To make things clear, below is an output from ts_debug function ( Section 2.10 ), which show all details of FTS machinery.

=# select * from ts_debug('english','a fat  cat sat on a mat - it ate a fat rats');
 Alias |  Description  | Token |      Dicts list      |       Lexized token
-------+---------------+-------+----------------------+---------------------------
 lword | Latin word    | a     | {pg_catalog.en_stem} | pg_catalog.en_stem: {}
 blank | Space symbols |       |                      |
 lword | Latin word    | fat   | {pg_catalog.en_stem} | pg_catalog.en_stem: {fat}
 blank | Space symbols |       |                      |
 lword | Latin word    | cat   | {pg_catalog.en_stem} | pg_catalog.en_stem: {cat}
 blank | Space symbols |       |                      |
 lword | Latin word    | sat   | {pg_catalog.en_stem} | pg_catalog.en_stem: {sat}
 blank | Space symbols |       |                      |
 lword | Latin word    | on    | {pg_catalog.en_stem} | pg_catalog.en_stem: {}
 blank | Space symbols |       |                      |
 lword | Latin word    | a     | {pg_catalog.en_stem} | pg_catalog.en_stem: {}
 blank | Space symbols |       |                      |
 lword | Latin word    | mat   | {pg_catalog.en_stem} | pg_catalog.en_stem: {mat}
 blank | Space symbols |       |                      |
 blank | Space symbols | -     |                      |
 lword | Latin word    | it    | {pg_catalog.en_stem} | pg_catalog.en_stem: {}
 blank | Space symbols |       |                      |
 lword | Latin word    | ate   | {pg_catalog.en_stem} | pg_catalog.en_stem: {ate}
 blank | Space symbols |       |                      |
 lword | Latin word    | a     | {pg_catalog.en_stem} | pg_catalog.en_stem: {}
 blank | Space symbols |       |                      |
 lword | Latin word    | fat   | {pg_catalog.en_stem} | pg_catalog.en_stem: {fat}
 blank | Space symbols |       |                      |
 lword | Latin word    | rats  | {pg_catalog.en_stem} | pg_catalog.en_stem: {rat}
(24 rows)

Function setweight() is used to label tsvector. The typical usage of this is to mark out the different parts of document (say, importance). Later, this can be used for ranking of search results in addition to the positional information (distance between query terms). If no ranking is required, positional information can be removed from tsvector using strip() function to save some space.

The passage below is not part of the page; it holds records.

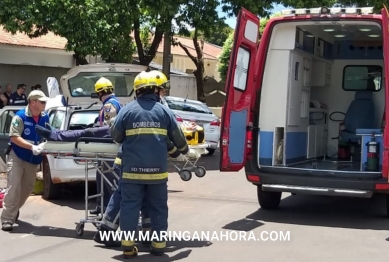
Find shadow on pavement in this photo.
[108,241,212,262]
[46,186,183,210]
[10,220,97,240]
[223,192,389,231]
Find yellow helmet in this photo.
[134,71,152,91]
[95,77,113,93]
[149,70,169,89]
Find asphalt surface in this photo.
[0,149,389,262]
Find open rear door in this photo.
[219,9,259,171]
[381,6,389,178]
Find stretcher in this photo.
[42,137,207,236]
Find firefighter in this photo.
[90,77,122,215]
[111,72,188,258]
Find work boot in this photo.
[1,222,12,232]
[123,246,138,259]
[93,225,121,247]
[150,242,166,256]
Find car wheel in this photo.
[257,185,282,209]
[42,158,61,200]
[207,148,216,156]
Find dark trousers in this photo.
[120,178,168,250]
[102,164,151,230]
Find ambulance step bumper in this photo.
[262,184,373,198]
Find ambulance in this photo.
[220,7,389,216]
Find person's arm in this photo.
[103,103,118,125]
[0,94,8,105]
[9,116,33,150]
[166,110,189,155]
[110,110,126,144]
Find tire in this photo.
[207,148,216,156]
[257,185,282,209]
[42,158,61,200]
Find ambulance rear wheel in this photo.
[76,223,85,237]
[178,170,192,181]
[257,185,282,209]
[195,166,207,177]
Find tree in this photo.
[0,0,182,65]
[174,0,272,102]
[217,32,234,81]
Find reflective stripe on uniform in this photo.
[179,145,188,151]
[151,242,166,248]
[122,172,169,180]
[115,157,122,166]
[122,240,135,247]
[126,128,167,136]
[168,147,177,155]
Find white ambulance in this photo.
[220,7,389,216]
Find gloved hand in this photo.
[31,143,44,156]
[176,154,188,161]
[186,148,200,158]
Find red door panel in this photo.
[381,6,389,180]
[219,9,259,171]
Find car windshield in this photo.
[68,72,137,97]
[165,98,212,114]
[69,111,99,130]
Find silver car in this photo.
[162,96,220,155]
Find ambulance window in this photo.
[234,47,250,91]
[342,65,382,92]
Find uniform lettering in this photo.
[131,167,161,173]
[132,121,161,128]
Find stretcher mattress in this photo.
[42,138,207,158]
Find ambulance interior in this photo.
[258,21,385,177]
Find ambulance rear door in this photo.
[219,9,259,172]
[381,7,389,178]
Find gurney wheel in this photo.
[178,170,192,181]
[76,224,85,236]
[195,166,207,177]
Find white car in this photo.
[162,96,220,155]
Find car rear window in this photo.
[69,111,99,130]
[165,98,212,114]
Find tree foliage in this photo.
[0,0,182,65]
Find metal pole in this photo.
[162,32,172,95]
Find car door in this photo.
[219,9,259,171]
[0,109,18,162]
[381,6,389,182]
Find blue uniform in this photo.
[111,94,188,252]
[96,95,122,213]
[11,108,49,165]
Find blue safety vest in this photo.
[111,94,179,184]
[99,95,122,126]
[11,108,49,165]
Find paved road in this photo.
[0,150,389,262]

Since to_tsvector(NULL) produces NULL, it is recomended to use coalesce to avoid unexpected results. Here is the safe method of obtaining tsvector of structured document.

test=# update tt set ti=\
test=# setweight( to_tsvector(coalesce(title,'')), 'A' )    || ' ' ||\
test=# setweight( to_tsvector(coalesce(keyword,'')), 'B' )  || ' ' ||\
test=# setweight( to_tsvector(coalesce(abstract,'')), 'C' ) || ' ' ||\
test=# setweight( to_tsvector(coalesce(body,'')), 'D' );

1.3.2. Obtaining tsquery

FTS provides two functions for obtaining tsquery - to_tsquery and plainto_tsquery ( Section 2.3.2 ).

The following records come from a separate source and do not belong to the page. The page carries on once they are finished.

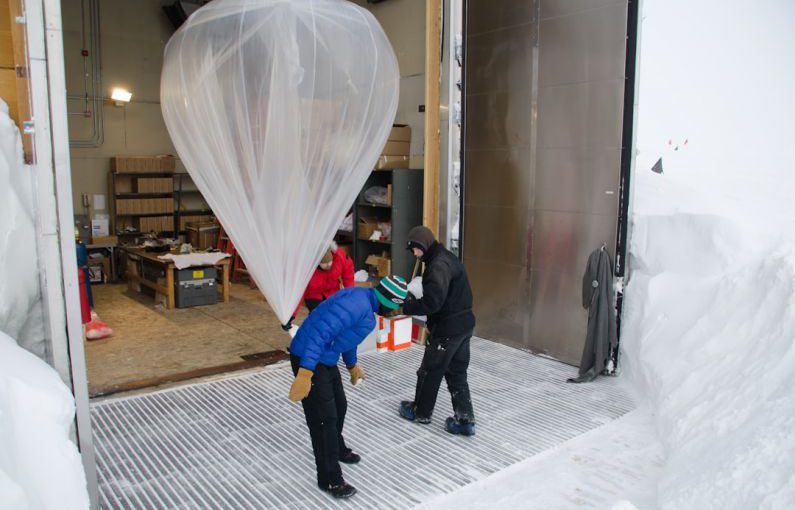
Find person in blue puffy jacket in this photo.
[289,276,408,498]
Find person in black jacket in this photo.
[399,226,475,436]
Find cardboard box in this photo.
[375,315,412,352]
[364,254,392,278]
[185,221,221,250]
[357,217,378,239]
[411,319,428,345]
[381,140,411,156]
[138,177,174,193]
[88,257,110,283]
[110,155,177,173]
[375,155,409,170]
[91,236,119,246]
[388,124,411,142]
[91,218,110,237]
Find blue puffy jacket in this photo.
[290,287,378,371]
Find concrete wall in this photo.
[354,0,425,168]
[62,0,425,214]
[61,0,183,214]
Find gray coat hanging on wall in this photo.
[569,246,618,382]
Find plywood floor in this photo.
[85,284,305,396]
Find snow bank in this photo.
[0,100,45,358]
[0,332,88,510]
[622,201,795,509]
[621,0,795,504]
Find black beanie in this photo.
[406,225,436,251]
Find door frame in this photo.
[458,0,643,366]
[23,0,99,508]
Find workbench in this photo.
[124,248,231,310]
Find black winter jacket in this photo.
[403,241,475,337]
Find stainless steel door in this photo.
[463,0,627,364]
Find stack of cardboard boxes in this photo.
[375,124,411,170]
[110,156,177,173]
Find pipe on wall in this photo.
[67,0,105,148]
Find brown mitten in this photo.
[290,368,314,402]
[348,364,364,386]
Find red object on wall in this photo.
[77,267,91,324]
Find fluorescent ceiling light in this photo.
[110,88,132,104]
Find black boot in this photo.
[321,482,356,499]
[340,450,362,464]
[566,368,598,384]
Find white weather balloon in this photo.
[160,0,399,323]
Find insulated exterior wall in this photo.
[463,0,627,364]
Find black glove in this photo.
[282,316,295,332]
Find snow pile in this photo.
[621,0,795,509]
[0,332,88,510]
[622,176,795,509]
[0,100,45,358]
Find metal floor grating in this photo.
[91,339,633,510]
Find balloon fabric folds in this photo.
[160,0,400,324]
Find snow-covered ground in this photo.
[426,0,795,510]
[0,0,795,510]
[0,332,88,510]
[0,99,45,357]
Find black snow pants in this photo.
[414,333,475,422]
[290,355,350,487]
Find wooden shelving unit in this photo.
[108,172,213,238]
[353,168,423,279]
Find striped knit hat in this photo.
[373,275,409,310]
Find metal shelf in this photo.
[179,209,213,216]
[359,237,392,244]
[116,212,174,218]
[357,202,392,209]
[111,172,174,179]
[116,191,174,198]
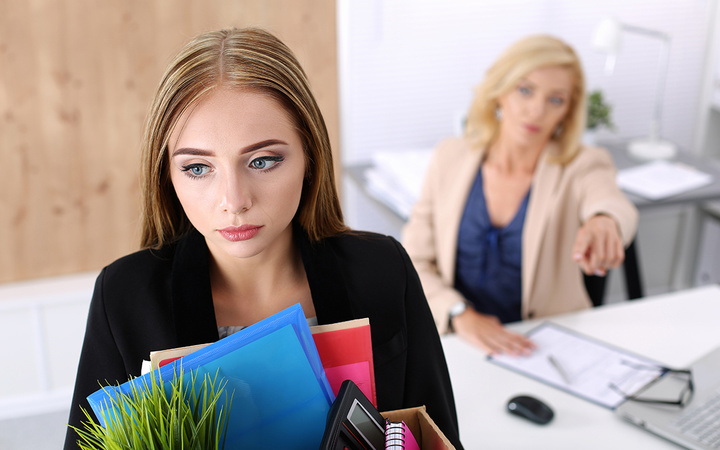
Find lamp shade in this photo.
[593,17,622,55]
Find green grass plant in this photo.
[72,370,232,450]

=# select to_tsquery('english', 'fat & rats');
  to_tsquery
---------------
 'fat' & 'rat'
=# select plainto_tsquery('english', 'fat rats');
 plainto_tsquery
-----------------
 'fat' & 'rat'

Tsquery data type obtained at search time and the same way as tsvector ( Section 1.3.1 ).

There is a powerful technique to rewrite query online, called Query Rewriting ( Section 2.3.1 ). It allows to manage searches on the assumption of application semantics. Typical usage is a synonym extension or changing query to direct search in the necessary direction. The nice feature of Query Rewriting is that it doesn't require reindexing in contrast of using thesaurus dictionary (Section 2.8.5). Also, Query Rewriting is table-driven, so it can be configured online.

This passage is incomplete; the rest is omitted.